The Volkswagen diesel emissions scandal has been grabbing headlines for weeks, and the company is still in full-on crisis management mode. VW's 2016 TDI-powered models are not certified for sale, and the company has yet to come up with the specifics about how to bring the 482,000 affected cars currently in U.S. owners’ driveways into compliance. Interestingly, the most recent VW to enter our test fleet might provide an alternative to diesel power for the fuel-conscious buyer.

Since its 2011 redesign, the Jetta sedan has offered more engines than Spinal Tap had drummers—seven different engines at last count, including two different diesels and a hybrid. A new 1.4-liter, 150-hp turbocharged four-cylinder base engine brings that number to eight.

We’ve driven other cars with turbocharged 1.4-liter four-cylinder gasoline engines before, notably the Chevrolet Cruze and Sonic, Fiat 500, and Jeep Renegade. But the Jetta might have the most satisfying small-displacement turbocharged engine we've seen. It feels like driving a Jetta with VW’s 1.8-liter turbo four-cylinder, delivering healthy mid-range torque so you don't need to rev the engine much.

While the 1.8-liter benefits from another 20 horsepower, the difference behind the wheel is subtle in regular driving. Occasionally the 1.4T can be caught off-boost, and the transmission held in too high of gear, but this is rare.

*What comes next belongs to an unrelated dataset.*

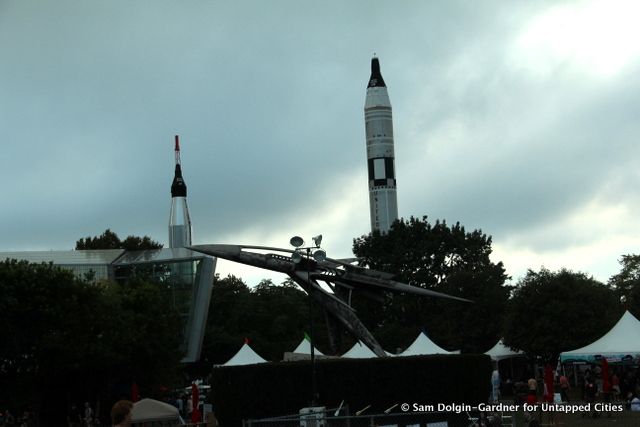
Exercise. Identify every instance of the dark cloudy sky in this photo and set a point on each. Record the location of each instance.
(519, 118)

But how does the new 1.4-liter turbo engine compare with the performance of the TDI? Let's start with fuel economy. We realize that some people buy diesels for long commutes because of their excellent highway mileage. No argument there. But the new 1.4T boasts some pretty impressive fuel efficiency numbers, as well.  

We haven't completed our own fuel-economy testing on the 1.4T engine yet, but EPA combined estimates put the Jetta 1.4T’s at 32 mpg overall with the six-speed automatic. Compare that to an EPA-rated 36 overall mpg for the 2015 TDI with its DSG dual-clutch automatic. Based on Consumer Reports' testing, the TDI’s numbers could drop after the corrections are in place to make the car emissions compliant, diminishing the diesel's advantage over this new, small-displacement alternative. So far, we have observed 34 mpg in mixed driving with our 1.4T SE, based on the trip computer mileage over the first few hundred miles.

Volkswagen Jetta 1.4L rear

The 1.4T eliminates the diesel's hesitation off the line and clatter that makes it feel noisy at low speeds.

Volkswagen limits the 1.4T to relatively basic trim levels, evidenced by our SE lacking some common niceties. For instance, there’s no lumbar adjustment for the heated front seats; the seats are basic cloth rather than VW’s typical leatherette; and dashboard plastics are all hard. (The 1.4T SE w/Connectivity trim fixes the first two shortcomings.) On the plus side, our car benefits from VW’s new infotainment system, which is includes Apple CarPlay and Android Auto. Thus far, we can say CarPlay generally works well, providing Siri voice-controlled navigation and text message read-back and response capabilities.

Going with the 1.4T over the TDI saves considerable money. There is a $2,850 difference between the 2016 1.4T and the 2015 TDI, both equipped in SE w/Connectivity trim. Our 1.4T SE, which lacks a comparable TDI model, costs even less, stickering at $21,235. Thanks to motivated dealers and available owner loyalty rebates, we paid considerably less.

We're curious to see how our instrumented fuel-economy measurements for this 1.4T compare to our 2015 Jetta TDI test car, especially after anticipated updates to make the diesel emissions-compliant.

At first glance, this small gasoline engine considerably weakens the case for the diesel and on more than one level: Purchase price, diesel fuel cost, and emissions.